One of the most important design decisions and one of the hardest things to get right is how granular the events should be. Too fine grained they won’t have enough information to be useful. Too coarse they will have a high impact on performance due to serialization and deserialization, on disk space and stress the message broker. Also they most likely won’t mean anything and won’t have any domain value at all.
In theory and I find it to be a good rule of thumb is to have your commands and events reflecting the intent of the user staying true to DDD. They should be modeled using ubiquitous language and part of the domain value of the application will reside on the commands and events. However if you manage to follow a more pragmatic approach you can avoid some serious impacts on the consumers of your events by understanding their different needs. Illustrating this on a simple example, if a given AddressStreetChanged event is published it clearly shows the intent of the user by changing the street of the address but how many of your listeners will need that information without for example the door number? To obtain it they have two options; either save the state of the address internally or ask the service that owns the data for the missing information. Both have dire consequences, the first you will have to worry about disk space, the extra effort of building that internal state and keeping it synchronized. Also in a micro service architecture several copies of the data of the original system will appear everywhere which is a nightmare to manage, especially if the schema changes. Regarding the second option, since the read model is eventually consistent it is possible to retrieve information that isn’t up to date with the event, i.e. the consumer can receive the event faster than the originating system’s read model. On the previous example if the consumer application needed to validate the address for example they could retrieve a stale address which might fail the validation. Depending on the use case this can be unacceptable and trigger some complex inconsistencies that are hard to trace.

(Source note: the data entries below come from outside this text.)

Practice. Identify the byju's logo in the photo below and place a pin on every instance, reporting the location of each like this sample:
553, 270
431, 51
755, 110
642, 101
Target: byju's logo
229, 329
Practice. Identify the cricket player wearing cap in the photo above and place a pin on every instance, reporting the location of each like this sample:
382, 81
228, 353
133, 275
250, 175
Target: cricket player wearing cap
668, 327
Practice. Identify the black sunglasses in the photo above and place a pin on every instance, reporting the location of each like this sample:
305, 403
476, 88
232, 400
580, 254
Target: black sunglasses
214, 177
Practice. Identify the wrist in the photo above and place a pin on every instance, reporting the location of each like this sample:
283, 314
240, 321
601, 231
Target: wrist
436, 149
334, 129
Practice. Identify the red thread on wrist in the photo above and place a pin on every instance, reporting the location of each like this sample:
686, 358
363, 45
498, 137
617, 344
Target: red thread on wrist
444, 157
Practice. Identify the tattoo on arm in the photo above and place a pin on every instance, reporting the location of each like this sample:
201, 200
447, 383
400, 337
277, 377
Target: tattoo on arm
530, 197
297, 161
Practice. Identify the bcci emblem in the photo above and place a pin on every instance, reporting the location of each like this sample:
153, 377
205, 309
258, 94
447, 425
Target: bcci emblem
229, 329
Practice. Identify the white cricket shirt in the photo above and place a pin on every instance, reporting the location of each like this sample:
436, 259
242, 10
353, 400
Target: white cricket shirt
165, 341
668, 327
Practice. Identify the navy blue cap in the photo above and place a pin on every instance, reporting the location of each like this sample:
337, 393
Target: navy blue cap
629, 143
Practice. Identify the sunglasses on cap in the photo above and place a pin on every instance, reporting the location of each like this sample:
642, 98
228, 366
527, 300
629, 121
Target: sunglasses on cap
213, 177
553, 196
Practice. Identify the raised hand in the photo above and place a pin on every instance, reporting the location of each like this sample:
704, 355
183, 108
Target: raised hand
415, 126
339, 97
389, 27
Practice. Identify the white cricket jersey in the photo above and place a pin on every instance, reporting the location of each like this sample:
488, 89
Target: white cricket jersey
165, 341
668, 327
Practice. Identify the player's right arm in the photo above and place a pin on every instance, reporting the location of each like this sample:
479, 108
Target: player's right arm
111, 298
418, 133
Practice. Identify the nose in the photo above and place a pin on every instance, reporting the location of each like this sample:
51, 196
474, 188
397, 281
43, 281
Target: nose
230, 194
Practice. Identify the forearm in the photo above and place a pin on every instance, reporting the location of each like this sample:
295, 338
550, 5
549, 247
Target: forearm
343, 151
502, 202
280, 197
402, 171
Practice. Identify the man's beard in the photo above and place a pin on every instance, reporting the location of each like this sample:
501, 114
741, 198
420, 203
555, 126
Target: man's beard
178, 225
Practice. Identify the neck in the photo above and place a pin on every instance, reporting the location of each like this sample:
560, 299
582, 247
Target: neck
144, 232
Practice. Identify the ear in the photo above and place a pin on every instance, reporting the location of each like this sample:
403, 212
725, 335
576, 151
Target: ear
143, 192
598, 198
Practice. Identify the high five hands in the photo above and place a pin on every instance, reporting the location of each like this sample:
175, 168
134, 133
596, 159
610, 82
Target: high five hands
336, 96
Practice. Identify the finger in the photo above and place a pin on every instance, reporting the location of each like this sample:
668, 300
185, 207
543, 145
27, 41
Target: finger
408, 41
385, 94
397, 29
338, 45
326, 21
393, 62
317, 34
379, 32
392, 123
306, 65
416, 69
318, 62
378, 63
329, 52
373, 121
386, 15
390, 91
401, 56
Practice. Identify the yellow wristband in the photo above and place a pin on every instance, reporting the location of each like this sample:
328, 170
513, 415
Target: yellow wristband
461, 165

The events can’t be too small, neither too large they have to be just right. Having the instinct to get it right requires an extensive knowledge of the system, business and consumer applications, it’s very easy to choose the wrong design.
Things are bound to go wrong no matter how detailed your quality assurance is, how much coverage there is on your unit tests or how many test cases your integration tests cover, they just control the level of wrong things go.

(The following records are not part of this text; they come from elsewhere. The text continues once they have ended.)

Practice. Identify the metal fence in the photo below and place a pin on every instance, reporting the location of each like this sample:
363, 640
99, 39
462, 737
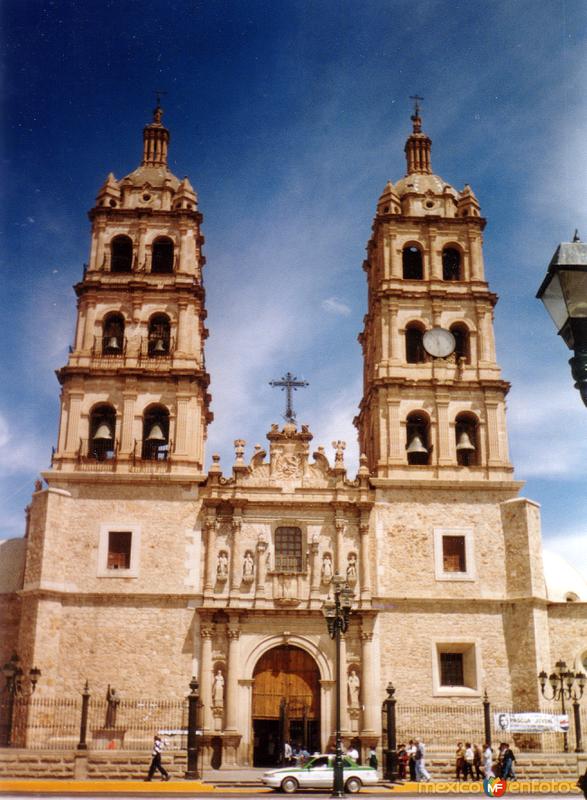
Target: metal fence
54, 723
441, 726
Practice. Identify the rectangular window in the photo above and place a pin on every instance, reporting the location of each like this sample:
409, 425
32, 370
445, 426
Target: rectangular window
451, 669
453, 554
288, 550
119, 547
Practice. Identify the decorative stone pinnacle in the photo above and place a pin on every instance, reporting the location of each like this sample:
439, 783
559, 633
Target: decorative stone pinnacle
339, 448
239, 449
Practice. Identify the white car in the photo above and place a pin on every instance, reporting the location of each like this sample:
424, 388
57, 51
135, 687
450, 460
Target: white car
318, 773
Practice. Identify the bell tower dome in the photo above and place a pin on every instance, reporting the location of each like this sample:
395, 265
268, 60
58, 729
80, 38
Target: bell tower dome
134, 394
433, 401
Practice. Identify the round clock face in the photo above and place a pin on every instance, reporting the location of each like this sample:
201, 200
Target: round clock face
439, 342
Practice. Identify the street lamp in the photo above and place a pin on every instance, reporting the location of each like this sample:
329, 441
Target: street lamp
562, 685
564, 294
14, 676
337, 613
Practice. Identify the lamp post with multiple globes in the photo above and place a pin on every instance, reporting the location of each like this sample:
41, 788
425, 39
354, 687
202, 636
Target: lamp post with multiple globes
337, 613
15, 687
562, 685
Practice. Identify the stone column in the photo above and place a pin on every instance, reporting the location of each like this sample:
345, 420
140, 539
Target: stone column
89, 325
235, 559
364, 560
368, 684
344, 694
73, 418
206, 633
182, 324
126, 443
141, 252
210, 571
99, 258
233, 633
340, 525
180, 443
444, 448
261, 567
315, 566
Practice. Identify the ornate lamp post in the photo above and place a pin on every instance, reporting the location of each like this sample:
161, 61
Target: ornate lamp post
564, 294
337, 613
562, 685
193, 706
14, 675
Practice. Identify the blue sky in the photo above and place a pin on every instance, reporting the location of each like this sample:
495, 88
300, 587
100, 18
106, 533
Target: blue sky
289, 117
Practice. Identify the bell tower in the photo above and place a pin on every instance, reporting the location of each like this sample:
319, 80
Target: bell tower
134, 391
433, 401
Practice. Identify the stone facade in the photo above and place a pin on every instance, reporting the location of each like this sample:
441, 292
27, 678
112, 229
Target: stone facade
142, 569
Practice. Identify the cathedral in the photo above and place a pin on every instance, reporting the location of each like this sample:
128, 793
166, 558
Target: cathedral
142, 566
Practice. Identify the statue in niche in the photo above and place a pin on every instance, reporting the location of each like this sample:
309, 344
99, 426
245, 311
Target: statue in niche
248, 567
354, 684
326, 572
351, 570
222, 566
112, 702
218, 690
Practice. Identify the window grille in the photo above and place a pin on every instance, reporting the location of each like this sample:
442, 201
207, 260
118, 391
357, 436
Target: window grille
288, 550
453, 554
451, 669
119, 544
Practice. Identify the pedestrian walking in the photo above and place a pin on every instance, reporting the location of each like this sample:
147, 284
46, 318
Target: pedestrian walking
477, 758
468, 760
488, 761
508, 773
158, 745
459, 761
422, 773
402, 760
411, 751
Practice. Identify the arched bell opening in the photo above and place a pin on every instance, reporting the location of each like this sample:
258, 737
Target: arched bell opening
155, 434
121, 248
462, 341
159, 335
286, 703
113, 335
415, 353
451, 264
467, 440
162, 256
101, 444
418, 439
412, 263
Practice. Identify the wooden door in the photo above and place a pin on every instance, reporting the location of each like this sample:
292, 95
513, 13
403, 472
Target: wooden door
286, 674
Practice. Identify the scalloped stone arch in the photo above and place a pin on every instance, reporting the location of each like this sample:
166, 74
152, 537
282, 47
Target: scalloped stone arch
278, 640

Either by a bug or by human mistake, now and then it’s always required to do a manual correction, someone has to run a SQL script or shuffle around some data. Usually there is a support team in charge of this and they need the flexibility to fix something on the moment. On a traditional data store a simple update will suffice. However the events in a event store are immutable and can’t be deleted, to undo an action means sending the command with the opposite action. It is harder to affect multiple entities and requires a knowledge of the system, not like SQL that everyone knows. Overall these operations aren’t easy to do without some kind of tool prepared beforehand and make these operations more complex and error prone, making it hard and complex for the team supporting these problems to do their job.
Wrapping it up
CQRS and event sourcing are a mischievous lover, if you know their inner needs better than themselves they will be everything you ever wanted. Otherwise they will make your life a living hell.
They have their limitations as everything in life. By knowing their limitations will empower you to make them truly shine.